Q: Is investing overseas a good idea for retail investors?
Gupta: Investing in international funds is generally a good idea for all investors regardless of the profile and the geography that you are in. We tend to restrict our investments heavily to India not realizing that we are taking a large amount of risk in the Indian market. There are markets beyond ours that are doing very well and that we should take advantage of whether it is developed or whether it is emerging.
There are two routes that one can use to invest in global securities; one is to invest in a range of international mutual funds that exist in India. So, a number of the global fund houses or the local fund houses like a DSP or Goldman or an ING offer funds that give exposure to international stocks. So, that is one popular route that one can use. Motilal for instance has a NASDAQ ETF, so there are many different vehicles that one can invest Indian rupees in.
The government has also given investors an LRS limit that is USD 200000 a year that one can use to invest in pure foreign assets. That process is a little more complicated in terms of setting up global accounts, working with the global brokerage, so both those options exist. Typically, 5 percent of ones portfolio can go at the beginning towards international investment.
Q: I wanted to know about the portfolio allocation: say at age of 25 what your portfolio allocation is, say at of 30 what your portfolio allocation and as age progresses?
Gupta: Allocation depends on two or three things. The stage in life you are at, the kind of cash flows and cash outflows that one is going to have.

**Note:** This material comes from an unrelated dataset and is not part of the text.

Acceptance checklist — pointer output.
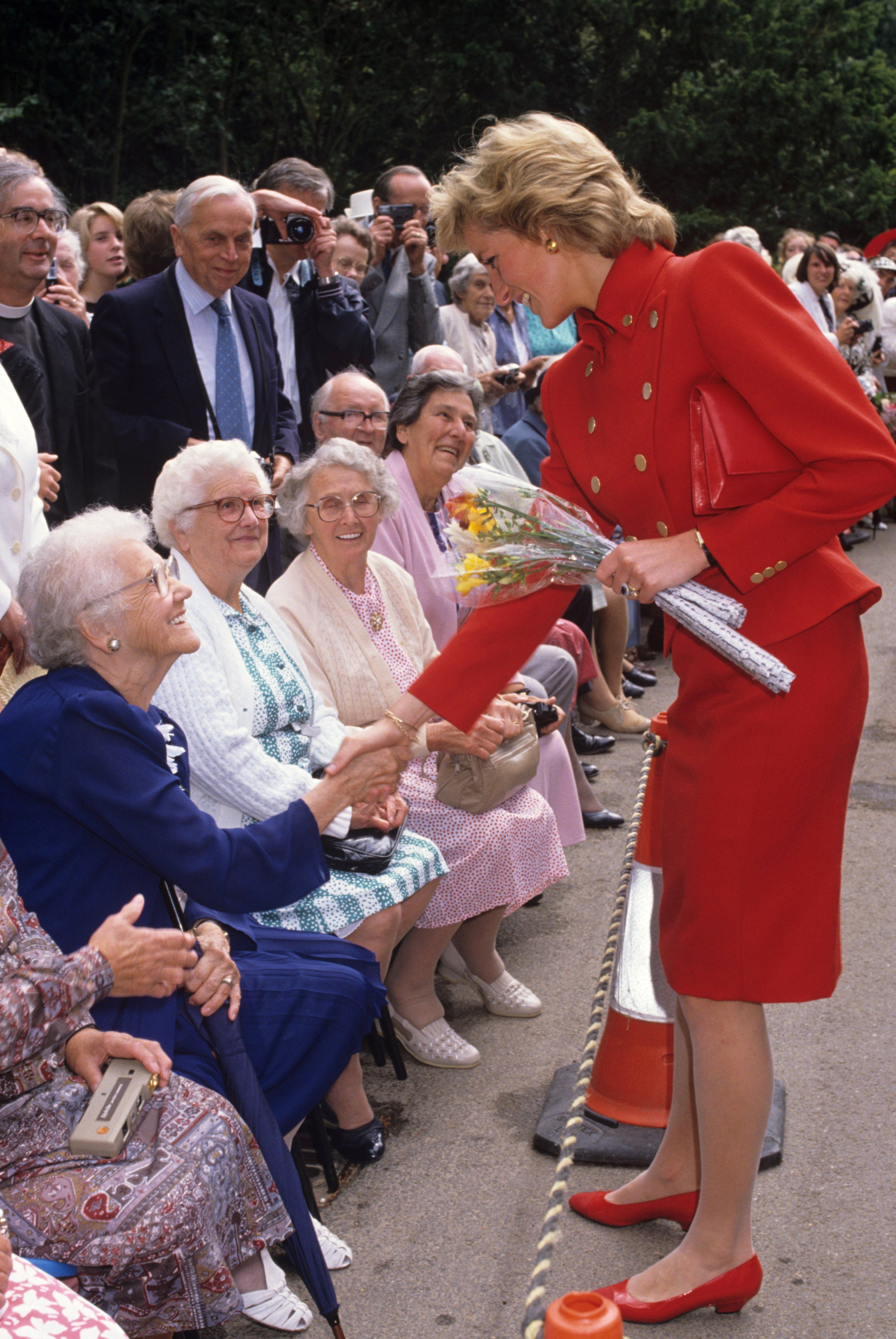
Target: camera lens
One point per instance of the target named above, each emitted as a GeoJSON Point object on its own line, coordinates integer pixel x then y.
{"type": "Point", "coordinates": [300, 228]}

So, typically when one is in their 20s, one can afford to be a lot more aggressive because you don't have too many liabilities. As you move into your 30s and 40s and you have children and their education and marriage to plan out, you have less liabilities.

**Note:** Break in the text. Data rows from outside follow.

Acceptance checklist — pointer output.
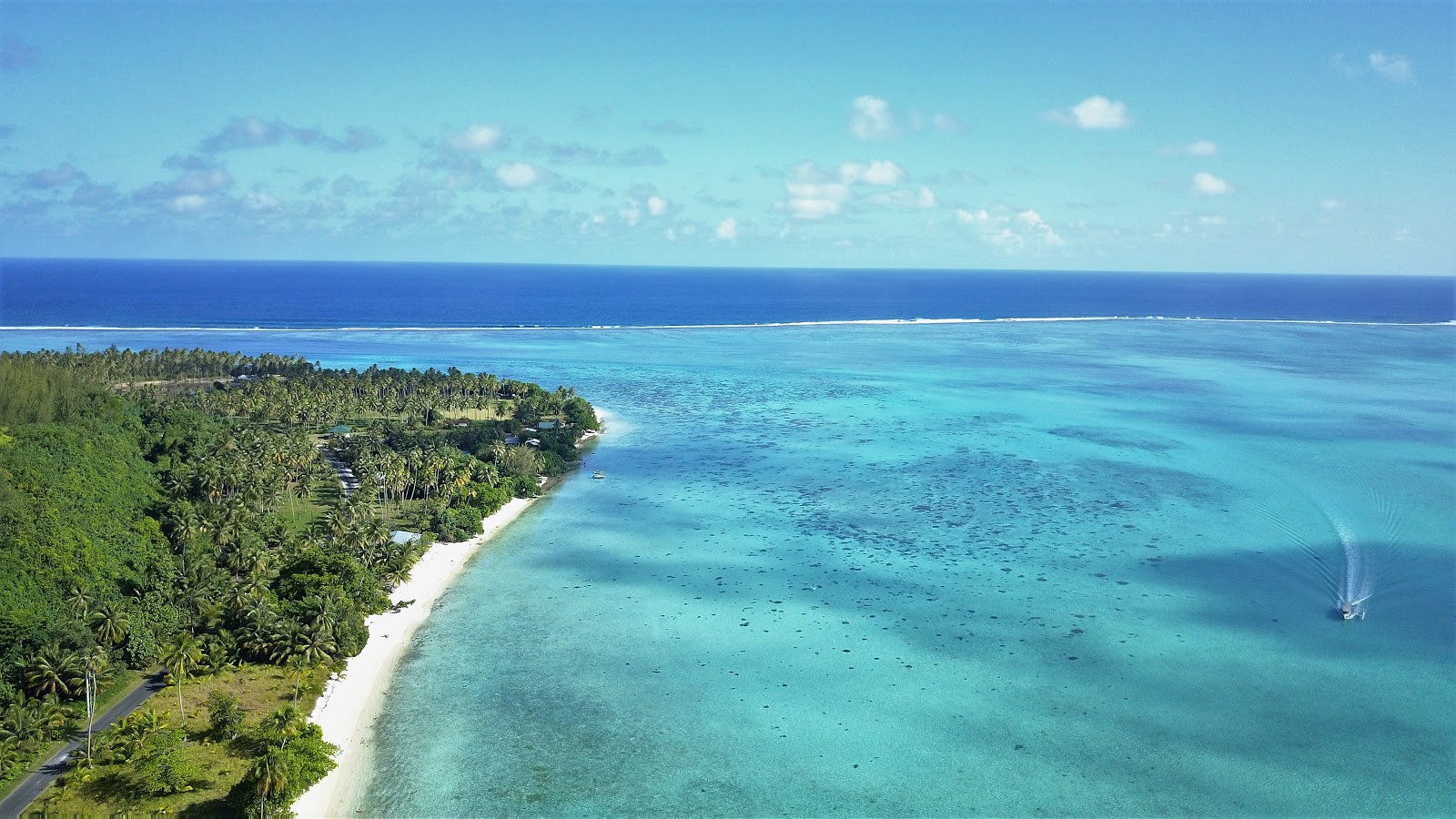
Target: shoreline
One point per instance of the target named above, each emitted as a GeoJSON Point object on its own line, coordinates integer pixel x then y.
{"type": "Point", "coordinates": [353, 698]}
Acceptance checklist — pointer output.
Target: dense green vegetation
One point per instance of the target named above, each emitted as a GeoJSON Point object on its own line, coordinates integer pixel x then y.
{"type": "Point", "coordinates": [186, 509]}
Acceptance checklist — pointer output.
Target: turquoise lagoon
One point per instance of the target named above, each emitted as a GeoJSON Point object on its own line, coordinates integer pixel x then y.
{"type": "Point", "coordinates": [1016, 569]}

As you move into your retirement you have further less liabilities, but your cash flow stream comes down. So, it is generally a more conservative approach as you grow older is advocated.

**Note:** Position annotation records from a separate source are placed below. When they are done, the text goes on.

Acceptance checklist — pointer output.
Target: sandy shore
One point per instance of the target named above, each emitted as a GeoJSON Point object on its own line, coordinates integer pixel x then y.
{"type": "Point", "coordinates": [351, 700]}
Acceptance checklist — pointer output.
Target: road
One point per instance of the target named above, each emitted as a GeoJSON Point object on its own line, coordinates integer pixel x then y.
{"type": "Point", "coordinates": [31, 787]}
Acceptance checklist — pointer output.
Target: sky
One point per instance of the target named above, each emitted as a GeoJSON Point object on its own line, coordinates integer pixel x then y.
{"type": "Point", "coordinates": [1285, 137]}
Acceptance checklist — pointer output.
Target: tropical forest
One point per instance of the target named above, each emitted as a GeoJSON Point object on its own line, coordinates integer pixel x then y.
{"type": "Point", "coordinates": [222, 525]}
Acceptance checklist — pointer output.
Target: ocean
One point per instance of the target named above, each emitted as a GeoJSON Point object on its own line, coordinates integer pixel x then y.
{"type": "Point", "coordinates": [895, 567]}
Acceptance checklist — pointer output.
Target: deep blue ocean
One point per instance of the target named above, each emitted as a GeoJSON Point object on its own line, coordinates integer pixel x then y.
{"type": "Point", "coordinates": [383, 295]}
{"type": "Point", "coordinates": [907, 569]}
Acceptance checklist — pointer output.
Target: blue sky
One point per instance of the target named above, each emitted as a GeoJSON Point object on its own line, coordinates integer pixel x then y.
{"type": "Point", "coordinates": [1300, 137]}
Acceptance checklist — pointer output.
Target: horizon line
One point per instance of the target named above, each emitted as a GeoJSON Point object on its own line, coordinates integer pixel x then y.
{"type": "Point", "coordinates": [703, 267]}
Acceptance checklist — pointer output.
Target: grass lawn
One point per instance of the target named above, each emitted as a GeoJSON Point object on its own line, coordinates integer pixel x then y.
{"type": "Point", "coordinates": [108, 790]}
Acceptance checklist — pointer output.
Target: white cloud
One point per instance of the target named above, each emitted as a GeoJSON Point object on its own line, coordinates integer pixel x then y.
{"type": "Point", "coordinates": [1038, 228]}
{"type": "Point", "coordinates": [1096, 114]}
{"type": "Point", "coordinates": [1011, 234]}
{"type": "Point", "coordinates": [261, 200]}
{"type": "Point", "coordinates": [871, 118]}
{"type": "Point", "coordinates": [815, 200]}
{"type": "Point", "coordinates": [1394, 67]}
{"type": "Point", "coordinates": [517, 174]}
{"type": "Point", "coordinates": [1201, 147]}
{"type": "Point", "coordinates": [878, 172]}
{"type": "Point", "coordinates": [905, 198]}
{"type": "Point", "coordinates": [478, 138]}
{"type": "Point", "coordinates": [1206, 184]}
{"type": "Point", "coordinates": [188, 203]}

For a young individual who is 25, we typically recommend that 50-60 percent of your allocation sits in equities, 10-20 percent in commodities. The balance in debt and maybe a very small portion in alternative investments like international funds or more exotic funds. Real estate is a separate investment avenue.
As you grow into your 30s and 40s that allocation to equities reduces from 50-60 percent to 30-40 percent and as one moves towards your retirement, one should look at maybe 20 percent in equities and the balance in more fixed instruments with a little bit of gold in the portfolio.
As one moves into retirement in terms of allocation, one should also look at monthly income to match ones cash flow requirements.
Q: When one is investing equity what is the type of sector mix that one should go for?
Mehta: We are in a kind of in between phase at this point of time. Maybe a month ago or so everybody though that interest rates would come down and cyclicals would do well and this rally would continue, maybe another 4-5 percent, but it seems to be sputtering at this point of time.
We are seeing the money flowing back into the defensive sectors. My sense is that if one or two months ago we feel that they should get into interest rate sensitives or some of the commodity stocks or the cyclicals, I feel that again the bias is shifting towards the FMCGs and defensives like pharmaceuticals maybe even technology.
My personal bias or preference has always been for the non capital intensive industry. So, that comes to FMCG, technology, pharmaceuticals in these three sectors if you are about 70-80 percent, you are fine. Then the balance 20 percent could be in banks, especially, good quality banks or even an institution like IDFC.